Each part of this scorecard has its own legend; however we will describe this in much more in a separate chapter.
We understand that innovation in large firms looks different from more nimble startups that are able to pivot their strategies and products based on demand and more immediately capture value. And while large firms have several advantages for scaling innovation, they face the challenge of embedded capital (financial and human) in established processes. That’s why we devoted a chapter to the ways in which larger organizations can kickstart their sustainability journeys, including launching pilot programs and using drop-in replacements, before scaling across service lines using the Sustainability Scorecard metrics.
For smaller firms, start-ups, and investors looking for their next big bets, we identify the emerging sustainable technologies that we expect to be commercialized and scaled in the next 50 to 100 years. Firms and investors can leverage the Sustainability Scorecard to assess these technologies, including whether the new solution prevents waste, is maximally efficient and performative, uses inputs that are renewable, and degrades safely, in order to understand its true value proposition.
Our promise to you
In this book, we present you with the details for how to assess, implement, and scale unexpected solutions in an effort to maximize your financial, environmental and social bottom lines.
We identify inherently sustainable solutions that actually move the needle with respect to financial, environmental, and social factors. We provide a framework for your firm to identify truly innovative, inherently sustainable products vs. “less bad” products and processes that may not provide the exponential value that breakthrough products can.
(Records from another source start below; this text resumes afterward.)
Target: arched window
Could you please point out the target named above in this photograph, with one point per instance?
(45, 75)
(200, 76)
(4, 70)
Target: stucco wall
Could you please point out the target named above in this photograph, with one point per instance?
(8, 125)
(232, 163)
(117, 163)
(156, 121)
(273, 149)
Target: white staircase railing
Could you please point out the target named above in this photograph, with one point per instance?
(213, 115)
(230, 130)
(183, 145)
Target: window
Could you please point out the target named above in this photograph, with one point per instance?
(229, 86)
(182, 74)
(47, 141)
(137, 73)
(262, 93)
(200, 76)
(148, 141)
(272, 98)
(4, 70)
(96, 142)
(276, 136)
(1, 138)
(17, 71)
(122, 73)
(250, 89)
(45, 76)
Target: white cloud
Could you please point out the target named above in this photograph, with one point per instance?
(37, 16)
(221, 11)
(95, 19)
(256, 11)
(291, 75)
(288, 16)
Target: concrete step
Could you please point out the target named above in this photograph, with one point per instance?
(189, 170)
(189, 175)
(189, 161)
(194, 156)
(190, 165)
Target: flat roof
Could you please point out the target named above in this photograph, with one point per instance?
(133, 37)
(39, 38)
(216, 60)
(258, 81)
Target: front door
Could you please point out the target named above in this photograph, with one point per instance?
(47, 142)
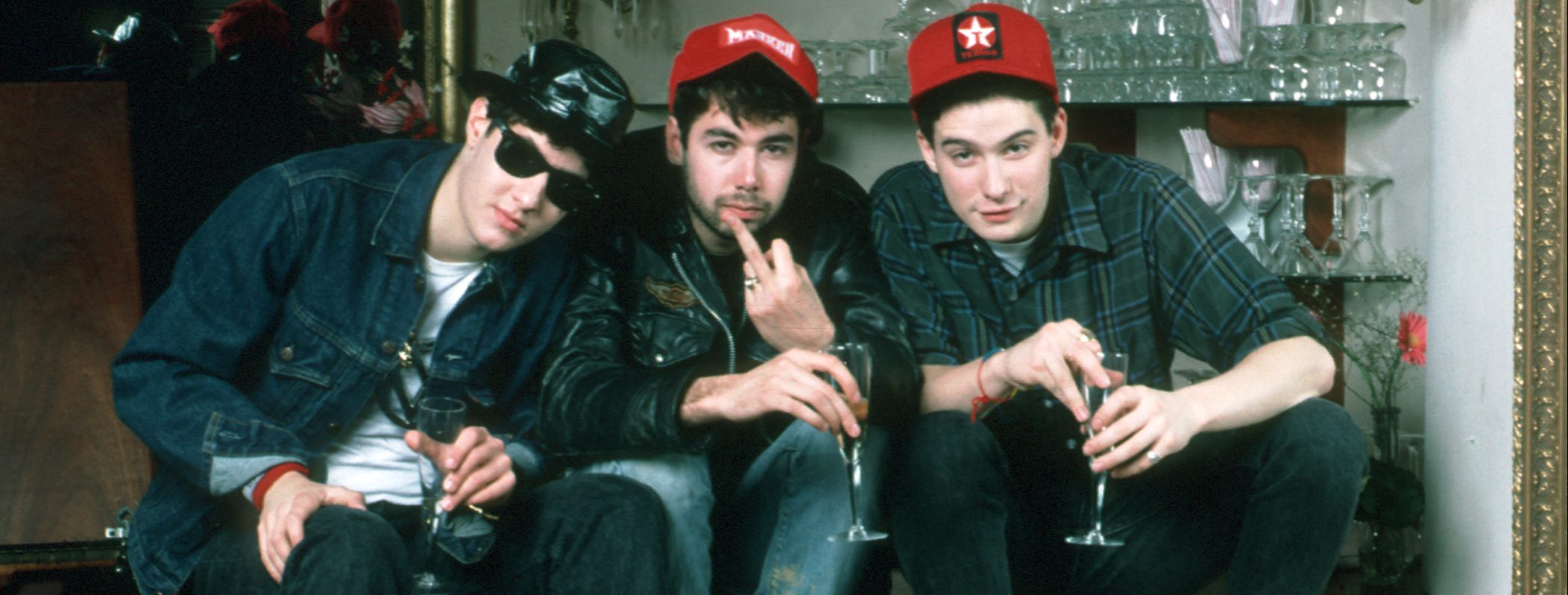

The Sustainability Scorecard was written for operations and strategy executives who love the idea and value proposition of sustainability but don’t feel like they have the bandwidth to implement and scale these changes at their firms. You do—one step at a time. This is how the Sustainability Scorecard solves one of the biggest challenges for firms: How to keep on operating with cost consciousness while investing in the future. Start with using the scorecard to identify and initiate small transformations in your operations then use it to guide future decisions and strategies to keep your firm moving in the direction of ever-increasing sustainability—and toward unexpectedly innovative and valuable solutions.